According to Yahoo! News, Penn State University Students responded very maturely to the firing of Joe Paterno by shouting:
“We want JoePa,” “One more game” and “F*** the media!,” rioting students flipped over a television van, knocked a lamppost onto a car, threw toilet tissue and rocks at police and set off fireworks.
The students who took part in this campus-wide riot are making their stance clear: We care much more about winning football games than the well-being of our fellow students. This is a depressingly too common stance when it comes to any sexual abuse or rape case in our society. If the “accused” also known as the abuser or rapist has any value (as assigned by our white, middle-upper class, male, ableist, hetero-normative – dominated society) like clockwork, a set of dynamics take place without fail. In this case it is a world-renowned football coach. For each win he has under his belt, die-hard fans are willing to make excuse his actions.

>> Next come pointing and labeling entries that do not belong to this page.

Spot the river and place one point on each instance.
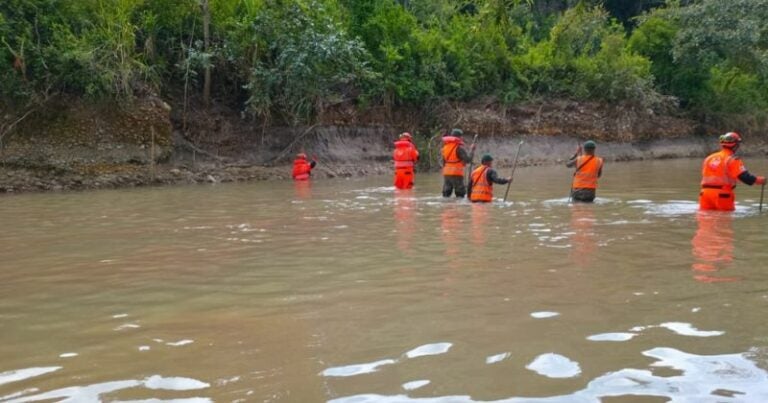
(345, 290)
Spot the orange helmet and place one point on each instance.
(730, 140)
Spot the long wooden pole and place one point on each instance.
(514, 166)
(471, 162)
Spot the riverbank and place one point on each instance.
(79, 147)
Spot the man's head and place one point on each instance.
(589, 147)
(730, 140)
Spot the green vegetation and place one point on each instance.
(285, 61)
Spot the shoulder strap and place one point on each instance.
(578, 168)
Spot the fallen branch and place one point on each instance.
(293, 143)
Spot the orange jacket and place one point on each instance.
(301, 169)
(454, 166)
(405, 154)
(588, 169)
(721, 170)
(482, 189)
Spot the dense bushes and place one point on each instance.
(287, 60)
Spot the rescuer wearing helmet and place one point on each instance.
(454, 158)
(483, 179)
(589, 167)
(302, 168)
(405, 155)
(719, 174)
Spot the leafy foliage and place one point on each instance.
(288, 60)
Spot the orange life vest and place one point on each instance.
(587, 170)
(482, 189)
(405, 154)
(454, 166)
(716, 171)
(301, 169)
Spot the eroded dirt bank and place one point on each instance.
(74, 146)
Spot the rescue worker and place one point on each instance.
(302, 168)
(719, 174)
(483, 179)
(405, 155)
(454, 158)
(589, 167)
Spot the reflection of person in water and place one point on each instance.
(583, 240)
(404, 218)
(451, 228)
(712, 246)
(303, 189)
(479, 223)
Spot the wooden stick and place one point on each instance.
(514, 166)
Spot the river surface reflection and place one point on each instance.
(346, 290)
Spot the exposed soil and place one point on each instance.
(73, 145)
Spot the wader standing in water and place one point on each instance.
(589, 167)
(719, 174)
(483, 179)
(454, 158)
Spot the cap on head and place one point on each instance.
(730, 140)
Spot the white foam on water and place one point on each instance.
(681, 328)
(429, 349)
(544, 314)
(497, 358)
(554, 365)
(702, 378)
(92, 393)
(413, 385)
(26, 373)
(180, 343)
(686, 329)
(619, 336)
(187, 400)
(127, 326)
(174, 383)
(356, 369)
(19, 393)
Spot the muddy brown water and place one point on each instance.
(347, 291)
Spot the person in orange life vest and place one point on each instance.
(719, 174)
(589, 167)
(405, 155)
(454, 158)
(483, 179)
(302, 168)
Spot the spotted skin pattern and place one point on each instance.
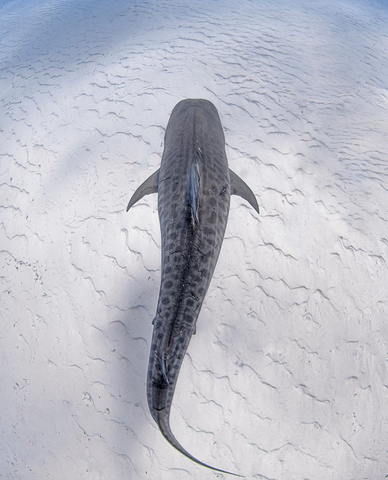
(194, 190)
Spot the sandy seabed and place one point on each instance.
(286, 378)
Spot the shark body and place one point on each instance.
(194, 185)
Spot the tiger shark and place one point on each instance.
(194, 185)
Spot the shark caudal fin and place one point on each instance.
(240, 188)
(146, 188)
(162, 419)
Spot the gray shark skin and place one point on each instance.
(194, 185)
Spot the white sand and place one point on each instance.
(286, 378)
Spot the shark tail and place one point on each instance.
(162, 419)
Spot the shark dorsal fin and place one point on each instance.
(240, 188)
(193, 191)
(146, 188)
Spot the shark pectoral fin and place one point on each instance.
(239, 187)
(146, 188)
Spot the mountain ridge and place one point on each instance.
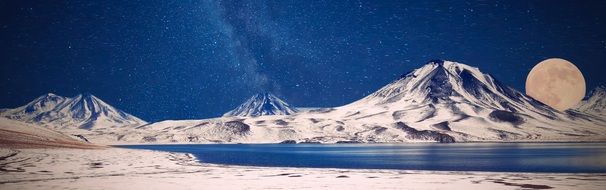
(83, 111)
(262, 104)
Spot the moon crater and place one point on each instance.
(556, 83)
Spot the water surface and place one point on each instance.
(497, 157)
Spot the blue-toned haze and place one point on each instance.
(198, 59)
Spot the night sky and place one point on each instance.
(198, 59)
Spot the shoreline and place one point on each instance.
(361, 143)
(122, 168)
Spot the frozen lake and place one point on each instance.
(497, 157)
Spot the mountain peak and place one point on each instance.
(82, 111)
(260, 104)
(448, 83)
(595, 103)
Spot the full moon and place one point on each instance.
(557, 83)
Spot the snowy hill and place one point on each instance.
(595, 103)
(262, 104)
(82, 112)
(440, 102)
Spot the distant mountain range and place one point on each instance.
(83, 111)
(442, 101)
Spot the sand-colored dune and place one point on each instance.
(16, 134)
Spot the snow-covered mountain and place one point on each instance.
(84, 111)
(262, 104)
(595, 103)
(442, 101)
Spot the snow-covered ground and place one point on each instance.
(117, 168)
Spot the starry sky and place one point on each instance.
(163, 59)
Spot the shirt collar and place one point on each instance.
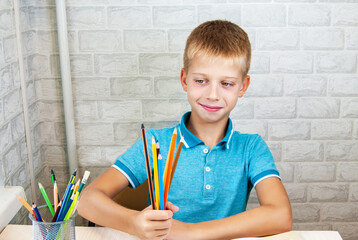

Assistant coach Jerry Sandusky has been charged with abusing at least 8 boys over a span of 15 years. Additionally Athletic director Tim Curley and Vice President for Finance Gary Schultz were charged with not reporting the sexual abuse and of course lying under oath.
The background of the case is that a graduate assistant saw Sandusky sexually assaulting a boy in a locker room shower in the Penn State football department. He then told Paterno what he saw, and Paterno alerted Curley and Shultz. None of the men reported anything.
Having experience working directly in the domestic violence and sexual assault professional realms, the Clery Act is something that I’m very familiar with – it is also something that ALL colleges and universities should also be very familiar with. The Jeanne Clery Disclosure of Campus Security Policy and Campus Crime Statistics Act requires colleges to report and disclose this type of sexual abuse (and other criminal offenses) on campus. In other words, Sandusky, Curley, Schultz, and Paterno are all mandated reporters and they clearly did not say a word.
There is a saying that speaks to there being “two types of bad people…people who do bad things, and people who see bad things happen and don’t say anything.” So if Paterno knew about Sandusky’s abuse, does he not have a moral obligation to himself, the victims/survivors, and the entire PSU campus to do something?
We will never make progress in our society if we don’t give up this pathetic notion of what we have labeled “the innocent bystander”. Somehow we are all innocent in all the cases that we may witness or know about. Perhaps this is that precise attitude that is keeping us from moving forward. Rather than ever accept being an “innocent bystander” how about we strive to be empowered bystanders and arm ourselves with tools to act when we see or hear out potentially harmful situations?
Paterno told the press:
“I am disappointed with the board of trustees’ decision, but I have to accept it,” he said in a statement. “A tragedy occurred, and we all have to have patience to let the legal process proceed.
How about you listen to your [now former] PSU Quaterback Matt McGloin, [now former] coach?
McGloin tweeted Thursday:
“This is a tough time But the outrage we are feeling now is nothing compared to what the victims are going through.keep them in our prayers.”